Historical population
| Census | Pop. | Note | %± |
| 2020 | 437 |  | — |
U.S. Decennial Census

==History==
The original boundaries of Yelvington were set by the Daviess County Court in 1867.

Yelvington was settled in the early 19th century when it was in the northern portion of Ohio County, KY, by Valentine Husk and James Smeathers, brother of famed pioneer William Smeathers who first settled Yellow Banks, Kentucky; now Owensboro. It was also an early crossroad for the Vincennes, Indiana to Hartford, Kentucky Indian trail and the Yellow Banks trail. This route gave what was to become Daviess county's third primitive overland route of travel.

Yelvington was a prosperous community with a funeral home, hotel, various stores and other forms of commerce including a distillery owned by C.L. Appelgate and Company which was built between 1879 and 1880 on the west side of the community as well as another whiskey distillery owned by a lawyer, Camden Riley Jr. A raging fire burned through the community in the late 19th century which destroyed most of the business. Most of the business rebuilt a few miles to the east along the railroad at the Powers Station, today known as Maceo, Kentucky situated along U.S. Route 60 about 10 miles east of Owensboro, Kentucky.

Yelvington was also home of United States Senator Thomas C. McCreery who was born there December 12, 1816. He was elected to fill a vacancy created by the resignation of Senator James Guthrie of Louisville in 1868 and remained in office until March 3, 1879, when he returned to Daviess County to live in Owensboro, KY. McCreery died July 10, 1890.

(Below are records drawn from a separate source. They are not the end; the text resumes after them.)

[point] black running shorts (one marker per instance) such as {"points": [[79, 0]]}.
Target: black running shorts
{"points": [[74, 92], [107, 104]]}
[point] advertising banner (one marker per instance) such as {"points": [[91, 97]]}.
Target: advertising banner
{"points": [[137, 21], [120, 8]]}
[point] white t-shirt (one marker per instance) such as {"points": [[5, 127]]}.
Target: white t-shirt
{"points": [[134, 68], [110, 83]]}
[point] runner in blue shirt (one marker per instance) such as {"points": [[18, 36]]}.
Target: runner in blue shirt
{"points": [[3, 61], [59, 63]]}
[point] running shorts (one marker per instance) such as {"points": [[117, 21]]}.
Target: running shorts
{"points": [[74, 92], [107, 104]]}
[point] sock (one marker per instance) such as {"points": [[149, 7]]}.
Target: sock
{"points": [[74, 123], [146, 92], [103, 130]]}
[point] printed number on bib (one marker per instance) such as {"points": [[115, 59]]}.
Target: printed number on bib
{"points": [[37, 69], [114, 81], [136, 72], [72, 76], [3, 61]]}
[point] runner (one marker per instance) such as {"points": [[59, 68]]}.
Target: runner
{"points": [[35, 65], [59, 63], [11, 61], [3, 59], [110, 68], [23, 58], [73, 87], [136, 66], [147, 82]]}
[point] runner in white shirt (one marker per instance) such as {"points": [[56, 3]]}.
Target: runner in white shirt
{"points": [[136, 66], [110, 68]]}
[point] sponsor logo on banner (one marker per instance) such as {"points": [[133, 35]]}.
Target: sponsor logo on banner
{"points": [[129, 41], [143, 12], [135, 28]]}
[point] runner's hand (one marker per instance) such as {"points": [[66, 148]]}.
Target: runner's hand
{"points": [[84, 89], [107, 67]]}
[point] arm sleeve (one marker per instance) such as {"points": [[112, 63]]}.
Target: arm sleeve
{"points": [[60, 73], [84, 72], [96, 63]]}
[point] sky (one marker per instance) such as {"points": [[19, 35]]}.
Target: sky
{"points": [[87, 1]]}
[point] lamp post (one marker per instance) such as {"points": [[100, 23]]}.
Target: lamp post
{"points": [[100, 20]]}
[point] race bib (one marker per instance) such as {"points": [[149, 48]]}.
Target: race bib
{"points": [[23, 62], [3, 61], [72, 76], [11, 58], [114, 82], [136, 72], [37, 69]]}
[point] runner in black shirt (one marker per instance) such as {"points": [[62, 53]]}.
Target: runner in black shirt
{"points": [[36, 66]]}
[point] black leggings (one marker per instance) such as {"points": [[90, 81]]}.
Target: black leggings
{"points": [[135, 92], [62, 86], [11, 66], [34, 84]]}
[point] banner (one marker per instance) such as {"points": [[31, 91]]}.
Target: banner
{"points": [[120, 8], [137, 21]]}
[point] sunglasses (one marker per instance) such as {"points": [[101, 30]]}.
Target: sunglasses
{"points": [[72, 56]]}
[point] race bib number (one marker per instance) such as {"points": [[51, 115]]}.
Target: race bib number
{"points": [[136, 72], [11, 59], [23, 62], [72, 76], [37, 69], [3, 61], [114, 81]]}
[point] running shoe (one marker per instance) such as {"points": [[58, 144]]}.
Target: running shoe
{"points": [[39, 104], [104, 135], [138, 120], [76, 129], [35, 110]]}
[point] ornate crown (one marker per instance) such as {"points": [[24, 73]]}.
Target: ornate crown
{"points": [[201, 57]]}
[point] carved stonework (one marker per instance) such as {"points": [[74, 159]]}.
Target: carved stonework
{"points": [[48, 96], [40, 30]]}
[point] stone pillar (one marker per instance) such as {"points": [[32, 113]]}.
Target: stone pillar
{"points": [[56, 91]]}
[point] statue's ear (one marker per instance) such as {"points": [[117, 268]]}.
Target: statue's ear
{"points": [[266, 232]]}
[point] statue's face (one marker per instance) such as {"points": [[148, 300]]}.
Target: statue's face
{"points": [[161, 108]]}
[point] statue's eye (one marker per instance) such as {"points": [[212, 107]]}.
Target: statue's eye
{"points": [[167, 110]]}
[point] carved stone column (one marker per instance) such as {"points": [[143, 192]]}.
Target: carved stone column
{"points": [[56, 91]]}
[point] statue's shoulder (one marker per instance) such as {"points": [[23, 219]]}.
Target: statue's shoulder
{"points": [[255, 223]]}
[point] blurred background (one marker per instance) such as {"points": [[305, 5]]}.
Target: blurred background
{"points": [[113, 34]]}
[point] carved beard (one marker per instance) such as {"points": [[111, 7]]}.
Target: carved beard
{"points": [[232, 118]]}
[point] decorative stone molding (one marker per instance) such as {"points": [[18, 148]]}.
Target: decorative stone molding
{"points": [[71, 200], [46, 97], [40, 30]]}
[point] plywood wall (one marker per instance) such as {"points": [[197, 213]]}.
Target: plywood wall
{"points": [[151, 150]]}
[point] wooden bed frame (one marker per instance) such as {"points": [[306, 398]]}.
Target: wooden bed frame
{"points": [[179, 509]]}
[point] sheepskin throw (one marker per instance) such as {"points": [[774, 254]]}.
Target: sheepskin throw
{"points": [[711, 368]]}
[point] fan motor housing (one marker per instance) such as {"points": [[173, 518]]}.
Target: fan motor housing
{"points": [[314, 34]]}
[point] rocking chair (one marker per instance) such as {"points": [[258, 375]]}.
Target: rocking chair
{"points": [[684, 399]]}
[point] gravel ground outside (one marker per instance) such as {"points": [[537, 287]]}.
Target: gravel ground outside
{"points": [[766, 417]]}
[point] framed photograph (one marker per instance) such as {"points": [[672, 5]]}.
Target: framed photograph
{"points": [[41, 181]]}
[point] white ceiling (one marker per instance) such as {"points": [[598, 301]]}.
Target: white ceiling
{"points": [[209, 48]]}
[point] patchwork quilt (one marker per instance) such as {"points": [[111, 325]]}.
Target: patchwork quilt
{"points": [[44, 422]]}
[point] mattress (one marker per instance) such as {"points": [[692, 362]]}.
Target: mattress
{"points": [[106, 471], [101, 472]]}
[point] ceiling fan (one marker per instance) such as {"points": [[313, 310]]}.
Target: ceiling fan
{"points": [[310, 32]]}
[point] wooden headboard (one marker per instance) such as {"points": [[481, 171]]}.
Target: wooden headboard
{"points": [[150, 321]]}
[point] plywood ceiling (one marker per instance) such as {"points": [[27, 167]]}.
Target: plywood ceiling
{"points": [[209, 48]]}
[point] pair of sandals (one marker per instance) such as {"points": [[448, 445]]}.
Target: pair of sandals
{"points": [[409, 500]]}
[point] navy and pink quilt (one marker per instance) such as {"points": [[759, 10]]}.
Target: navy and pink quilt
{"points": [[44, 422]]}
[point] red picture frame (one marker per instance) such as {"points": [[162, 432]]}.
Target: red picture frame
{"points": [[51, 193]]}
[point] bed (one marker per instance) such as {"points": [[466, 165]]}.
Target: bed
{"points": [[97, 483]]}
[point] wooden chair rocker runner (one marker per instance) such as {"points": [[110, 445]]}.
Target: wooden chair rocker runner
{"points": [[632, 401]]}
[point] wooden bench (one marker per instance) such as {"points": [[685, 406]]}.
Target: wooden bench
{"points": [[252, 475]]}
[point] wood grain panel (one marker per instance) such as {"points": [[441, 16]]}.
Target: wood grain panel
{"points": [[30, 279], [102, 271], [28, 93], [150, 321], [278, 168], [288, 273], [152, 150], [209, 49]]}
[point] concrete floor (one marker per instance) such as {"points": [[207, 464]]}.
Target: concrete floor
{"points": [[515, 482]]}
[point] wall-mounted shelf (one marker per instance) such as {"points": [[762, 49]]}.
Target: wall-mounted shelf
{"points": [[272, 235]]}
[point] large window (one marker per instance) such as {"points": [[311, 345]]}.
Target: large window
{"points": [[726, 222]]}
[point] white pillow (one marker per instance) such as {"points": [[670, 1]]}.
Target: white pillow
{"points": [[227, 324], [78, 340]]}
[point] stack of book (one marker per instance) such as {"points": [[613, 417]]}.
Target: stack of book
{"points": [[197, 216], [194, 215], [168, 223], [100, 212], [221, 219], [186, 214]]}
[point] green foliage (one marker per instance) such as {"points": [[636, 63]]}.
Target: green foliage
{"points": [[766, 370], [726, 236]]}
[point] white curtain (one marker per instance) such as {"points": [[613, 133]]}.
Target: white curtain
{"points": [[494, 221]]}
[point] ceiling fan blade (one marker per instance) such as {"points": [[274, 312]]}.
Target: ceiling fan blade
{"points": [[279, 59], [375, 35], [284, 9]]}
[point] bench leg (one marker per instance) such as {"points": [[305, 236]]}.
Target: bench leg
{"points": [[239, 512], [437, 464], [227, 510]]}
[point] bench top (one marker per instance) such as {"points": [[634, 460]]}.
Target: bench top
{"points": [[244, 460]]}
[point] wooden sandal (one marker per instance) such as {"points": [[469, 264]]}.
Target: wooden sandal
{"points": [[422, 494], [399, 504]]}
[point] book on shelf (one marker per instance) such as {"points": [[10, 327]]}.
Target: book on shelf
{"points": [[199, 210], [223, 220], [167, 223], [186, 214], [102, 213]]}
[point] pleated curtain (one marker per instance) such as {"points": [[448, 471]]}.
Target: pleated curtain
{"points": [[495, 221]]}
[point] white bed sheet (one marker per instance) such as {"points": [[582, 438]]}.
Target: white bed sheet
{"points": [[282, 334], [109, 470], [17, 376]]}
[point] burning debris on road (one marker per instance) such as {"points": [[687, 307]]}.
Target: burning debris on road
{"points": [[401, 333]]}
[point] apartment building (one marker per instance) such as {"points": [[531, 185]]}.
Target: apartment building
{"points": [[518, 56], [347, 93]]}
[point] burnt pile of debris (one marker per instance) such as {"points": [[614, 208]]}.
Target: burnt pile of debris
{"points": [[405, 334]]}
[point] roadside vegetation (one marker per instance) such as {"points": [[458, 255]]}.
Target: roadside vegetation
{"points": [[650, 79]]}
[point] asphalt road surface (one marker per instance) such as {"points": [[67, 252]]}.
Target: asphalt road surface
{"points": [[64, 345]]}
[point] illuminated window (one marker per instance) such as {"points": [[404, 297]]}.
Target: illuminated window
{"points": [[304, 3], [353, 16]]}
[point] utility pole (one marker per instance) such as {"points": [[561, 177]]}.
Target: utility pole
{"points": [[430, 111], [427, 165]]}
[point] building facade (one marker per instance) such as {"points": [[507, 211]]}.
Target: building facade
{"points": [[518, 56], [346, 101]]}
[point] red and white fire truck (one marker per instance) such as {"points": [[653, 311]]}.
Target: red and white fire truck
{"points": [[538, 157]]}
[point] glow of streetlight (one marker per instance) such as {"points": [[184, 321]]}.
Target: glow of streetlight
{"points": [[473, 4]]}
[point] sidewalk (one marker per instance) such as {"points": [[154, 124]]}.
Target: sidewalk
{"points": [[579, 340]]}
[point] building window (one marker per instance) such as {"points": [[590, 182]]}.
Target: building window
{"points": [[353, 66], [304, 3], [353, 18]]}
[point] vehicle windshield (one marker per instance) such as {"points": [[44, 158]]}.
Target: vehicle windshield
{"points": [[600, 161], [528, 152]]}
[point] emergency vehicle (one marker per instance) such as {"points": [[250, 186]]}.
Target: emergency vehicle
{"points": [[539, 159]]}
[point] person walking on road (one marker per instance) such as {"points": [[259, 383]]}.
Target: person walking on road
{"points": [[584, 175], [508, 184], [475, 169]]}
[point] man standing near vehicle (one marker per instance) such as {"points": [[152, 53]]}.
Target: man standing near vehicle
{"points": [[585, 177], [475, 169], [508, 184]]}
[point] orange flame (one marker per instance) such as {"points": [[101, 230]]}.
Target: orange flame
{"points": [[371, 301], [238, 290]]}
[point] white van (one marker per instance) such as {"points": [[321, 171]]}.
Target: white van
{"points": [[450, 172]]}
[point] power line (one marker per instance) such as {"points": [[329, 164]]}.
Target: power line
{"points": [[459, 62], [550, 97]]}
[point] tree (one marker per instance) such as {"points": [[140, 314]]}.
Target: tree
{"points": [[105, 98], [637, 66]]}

Yelvington is home to the Yelvington Baptist Church organized on June 30, 1813, about two miles west of its present location. When organized the church adopted its original name as "Panther Creek Church of Ohio County, near Yellow Banks, Kentucky." This name was adopted because what is now known as Yelvington was in Ohio County at that time. In 1817 the name was changed to "Rock Spring", and in 1854 the name was changed to "Yelvington Baptist Church" and as remained so ever since. It is the oldest Baptist church in Daviess County, KY.